RUN IT THROUGH THE HOLLYWOODIZER

Last night I enjoyed the absurd, and entertainingly brief, 1932 film inspired by Poe's The Murders in the Rue Morgue.  It inspired me, in turn, to re-read (after some forty years) the story to see just how wildly the movie varies from the source.  Poe's locked-room murder mystery (with notably grotesque details and circumstances) is enhanced by the addition of a romance and a madman.  Bela Lugosi is introduced as a bizarre charlatan devoted to proving evolution by injecting women with gorilla blood, from which they naturally die.  Here is Lugosi berating one of his victims:
Your blood is rotten!  Black as your sins!  Your beauty was a LIE!

Here is that victim, lovely Arlene Francis, years later, quizzing a mystery guest on the television game show What's My Line:
One of the first things one realizes upon reading Poe's story is that there is no morgue in it.  It's the name of a street in Paris. There might be a morgue in that street but there is not one in the story.  I can hear in my mind the gravelly voice of a cigar chomping studio dictocrat, "Where's the morgue?  If there is a morgue in the title people want to see a morgue."  So there is a morgue, and a carnival, and a romance, and a gorilla carrying an unconscious negligee-clad woman across the rooftops of Paris, and Poe's amateur detective C. Auguste Dupin is renamed Pierre, probably because Auguste doesn't sound French enough.  "What's a French name?  Pierre.  Change it to Pierre."

I enjoyed reading the story again, mainly because it is so refreshing, after what passes for writing nowadays, to read page after page without a single grammatical atrocity, to see the correct use of  "farther," to encounter quondam and pasquinade in the same paragraph.  I admit that I have never really gotten Poe; though I have read all his works it was more out of a sense of duty than affection.  He wrote clearly and succinctly, compared to the turgid style of many of his contemporaries.  His observations show a certain acuity and I especially liked his statement on the common error of mistaking complexity for profundity.

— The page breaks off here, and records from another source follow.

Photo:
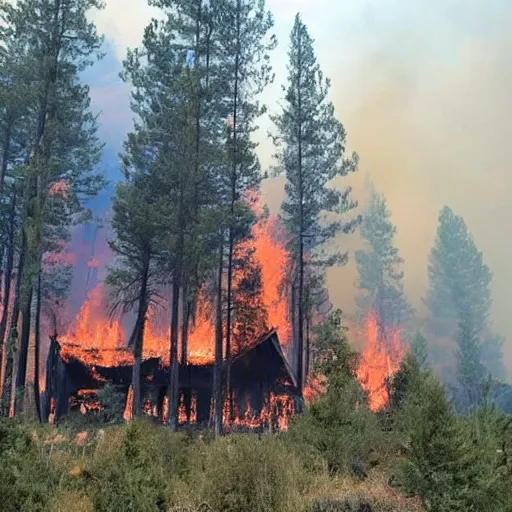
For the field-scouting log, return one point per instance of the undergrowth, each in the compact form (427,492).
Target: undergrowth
(142,467)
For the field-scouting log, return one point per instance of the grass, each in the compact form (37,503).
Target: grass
(143,467)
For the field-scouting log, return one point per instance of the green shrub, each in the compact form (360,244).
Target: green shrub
(26,482)
(448,464)
(134,465)
(248,473)
(337,430)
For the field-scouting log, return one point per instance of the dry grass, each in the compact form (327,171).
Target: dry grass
(374,491)
(236,473)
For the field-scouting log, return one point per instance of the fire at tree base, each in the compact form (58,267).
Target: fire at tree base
(264,390)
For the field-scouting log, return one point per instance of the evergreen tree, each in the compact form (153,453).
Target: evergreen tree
(311,152)
(459,299)
(445,464)
(380,277)
(175,76)
(61,152)
(134,278)
(244,44)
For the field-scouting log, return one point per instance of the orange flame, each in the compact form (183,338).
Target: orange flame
(379,361)
(96,339)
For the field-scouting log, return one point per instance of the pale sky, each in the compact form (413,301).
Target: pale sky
(423,89)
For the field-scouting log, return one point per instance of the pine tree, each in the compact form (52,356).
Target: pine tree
(380,277)
(177,109)
(60,156)
(311,152)
(459,297)
(244,44)
(444,465)
(134,278)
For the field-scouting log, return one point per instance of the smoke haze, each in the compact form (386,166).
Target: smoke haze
(422,88)
(424,94)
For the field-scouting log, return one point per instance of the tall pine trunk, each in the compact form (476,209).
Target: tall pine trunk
(6,147)
(12,337)
(138,342)
(21,369)
(37,336)
(300,347)
(173,385)
(217,370)
(8,278)
(185,321)
(232,215)
(3,170)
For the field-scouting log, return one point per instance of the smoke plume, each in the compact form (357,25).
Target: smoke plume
(423,90)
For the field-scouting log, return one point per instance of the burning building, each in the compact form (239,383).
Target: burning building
(262,382)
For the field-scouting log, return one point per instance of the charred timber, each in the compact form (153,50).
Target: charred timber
(256,373)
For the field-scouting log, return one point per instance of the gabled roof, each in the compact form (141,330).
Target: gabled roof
(272,338)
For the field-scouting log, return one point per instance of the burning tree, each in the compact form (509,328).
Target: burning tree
(48,44)
(134,280)
(311,152)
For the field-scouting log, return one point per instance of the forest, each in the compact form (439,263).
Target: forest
(204,366)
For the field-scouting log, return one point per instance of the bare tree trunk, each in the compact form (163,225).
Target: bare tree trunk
(308,345)
(300,347)
(5,154)
(37,334)
(217,370)
(185,312)
(232,214)
(12,340)
(138,340)
(173,385)
(7,279)
(21,370)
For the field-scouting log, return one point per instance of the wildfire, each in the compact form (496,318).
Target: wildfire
(379,361)
(96,339)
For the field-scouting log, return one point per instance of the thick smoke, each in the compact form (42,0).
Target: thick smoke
(424,93)
(422,87)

I also enjoyed seeing the movie - I can't remember if I ever saw it before, and it is not a real standout in any event.  Despite the good production  values and exotic details it is ultimately a bit flat in its effect.  It doesn't seem to horrify or thrill as it was intended.  I attribute some of its weakness to the abandoning or softening of some of the  most grotesque conceptions of the original - little is made of the bizarre circumstance of a corpse brutally thrust up a chimney, and the disturbing idea of an ape running amok with a razor (used with full intention by Dario Argento in his film Phenomena) was discarded.  At best it is a harmless hour of the bizarre which is unlikely to provoke in the average viewer as much thought as you have seen here today.